The new goal? A culture of ownership, candor, and clarity. “We’ve built a space where people feel safe enough to challenge ideas, bring forward problems, and lead from wherever they are,” says Berney. That meant embracing discomfort: “That discomfort is often where growth lives.”
The change started with truth-telling. “We called out what wasn’t working and why,” Berney says. Leadership became less about control and more about coaching, and feedback was reframed. “We made it clear that candor is a form of care.” says Berney. “That feedback is a gift.”
The challenge? Breaking old habits. “People don’t stop being fearful just because leadership says ‘it’s safe now,’” she says. That meant consistency, grace, and slowing down so people could “catch up emotionally.”
Berney’s advice for others: “Start by telling the truth… Show up consistently. Be the culture you’re asking others to embrace. Celebrate progress, not just outcomes.”
3. Tracey Beveridge: Scaling Culture Without Losing People
Tracey Beveridge, HR Director at Personnel Checks, led her company through a different challenge: transitioning from startup culture to a sustainable, scalable model without losing what made the company special.
“We recognized that the culture that worked as we were growing was not sustainable or realistic for a larger organization,” says Beveridge. But they didn’t want to “risk losing highly valued members of the team who might find a change in culture challenging.”
The solution was inclusion and ownership. “We involved everyone in the company,” she says, including the entire team in writing the company mission statement.
“Of course, the senior management team guided the discussions,” Beveridge notes, “but giving everyone this input into our priorities and culture has ensured that everyone feels they have a voice and are listened to.”
That collaborative approach helped ease the transition—and preserved the company’s core identity.

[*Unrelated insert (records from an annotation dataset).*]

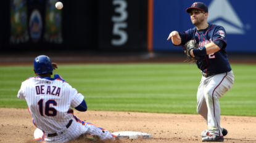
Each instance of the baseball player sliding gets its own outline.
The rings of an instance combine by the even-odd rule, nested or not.
[[[27,101],[32,122],[38,128],[34,133],[36,140],[66,142],[85,135],[92,140],[114,141],[115,135],[73,115],[70,106],[78,111],[86,111],[84,96],[59,75],[51,77],[56,68],[57,64],[52,64],[48,56],[37,56],[34,60],[36,77],[22,82],[18,93],[19,98]]]
[[[194,2],[186,11],[196,27],[183,33],[173,31],[167,40],[171,38],[175,45],[183,45],[188,60],[196,61],[201,70],[197,111],[205,119],[209,128],[202,133],[202,141],[223,142],[228,131],[220,126],[218,99],[234,83],[227,58],[225,29],[207,23],[208,7],[202,2]]]

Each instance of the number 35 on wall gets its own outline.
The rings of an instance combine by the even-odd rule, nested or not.
[[[125,44],[128,39],[127,33],[125,30],[128,26],[125,22],[128,17],[126,10],[127,2],[126,0],[114,0],[112,4],[114,6],[117,6],[115,7],[115,13],[118,15],[113,15],[112,17],[112,21],[114,22],[112,34],[120,38],[112,39],[111,44],[112,45],[120,46]]]

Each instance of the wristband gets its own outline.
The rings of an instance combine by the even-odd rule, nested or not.
[[[207,55],[206,53],[205,46],[202,46],[198,48],[194,49],[193,53],[194,56],[202,56]]]

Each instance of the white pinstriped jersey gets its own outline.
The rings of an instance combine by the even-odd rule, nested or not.
[[[31,77],[22,82],[18,98],[26,99],[35,124],[45,133],[62,130],[73,118],[68,110],[80,105],[84,96],[59,75]]]

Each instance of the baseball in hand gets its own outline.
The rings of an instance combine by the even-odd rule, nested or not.
[[[56,7],[57,9],[62,9],[63,7],[63,4],[61,2],[57,2],[55,4],[55,7]]]

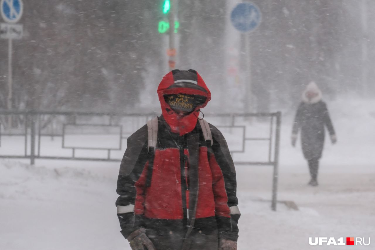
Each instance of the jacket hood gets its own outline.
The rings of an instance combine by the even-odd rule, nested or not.
[[[164,95],[184,94],[201,95],[206,101],[197,106],[190,114],[179,116],[165,101]],[[158,88],[158,95],[163,116],[171,131],[180,135],[191,132],[195,128],[200,110],[206,107],[211,100],[211,92],[203,79],[195,70],[174,70],[166,74]]]
[[[312,92],[316,94],[316,95],[312,98],[309,99],[306,96],[306,93],[308,92]],[[315,82],[311,82],[309,83],[302,93],[302,101],[306,103],[316,103],[321,100],[322,97],[322,91],[319,89]]]

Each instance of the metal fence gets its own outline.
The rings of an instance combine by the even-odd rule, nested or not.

4. Angus McCallum: Breaking Down Silos at Scale
Angus McCallum, Managing Principal at Valent Communications, recalls a high-stakes cultural overhaul at a Fortune 20 insurance company.
The problem wasn’t technical. It was cultural.

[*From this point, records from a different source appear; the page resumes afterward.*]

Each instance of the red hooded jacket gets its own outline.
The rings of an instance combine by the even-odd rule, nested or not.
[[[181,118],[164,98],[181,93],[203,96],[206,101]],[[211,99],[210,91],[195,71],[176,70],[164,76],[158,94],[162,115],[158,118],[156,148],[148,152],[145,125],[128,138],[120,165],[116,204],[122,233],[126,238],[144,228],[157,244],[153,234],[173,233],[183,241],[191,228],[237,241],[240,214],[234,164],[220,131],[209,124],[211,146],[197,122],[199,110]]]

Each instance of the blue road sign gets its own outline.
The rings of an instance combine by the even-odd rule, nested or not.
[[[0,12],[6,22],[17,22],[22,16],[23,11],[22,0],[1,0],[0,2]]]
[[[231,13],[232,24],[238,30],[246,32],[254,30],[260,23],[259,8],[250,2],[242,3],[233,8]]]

“Systems and IT executives, managers and front-line employees were ingrained in their own historic cultures,” says McCallum. “Each tended to think that theirs was ‘the best’ and that ‘the others’ had it wrong.”
The solution was a yearlong series of interactive, in-person events. Each session tackled key issues through presentations, small-group discussions, and open forums.
“They talked and worked with ‘others’ who turned out not to be so ‘other’ in person,” says McCallum.
The impact was immediate. Integration accelerated, and the events became so popular they were continued as a regular part of company management. “Culture changed across the board,” says McCallum.
Today, that same approach is being used to improve performance and cohesion in hybrid and remote environments.
Culture Change Takes Work—But It Works
These leaders didn’t rely on posters or platitudes. They invested in relationships, transparency, and shared ownership. They told the truth, listened carefully, and stayed consistent. In each case, culture wasn’t something imposed—it was something co-created.
And while every company’s journey is different, the lesson is the same: With the right commitment, culture change is absolutely possible.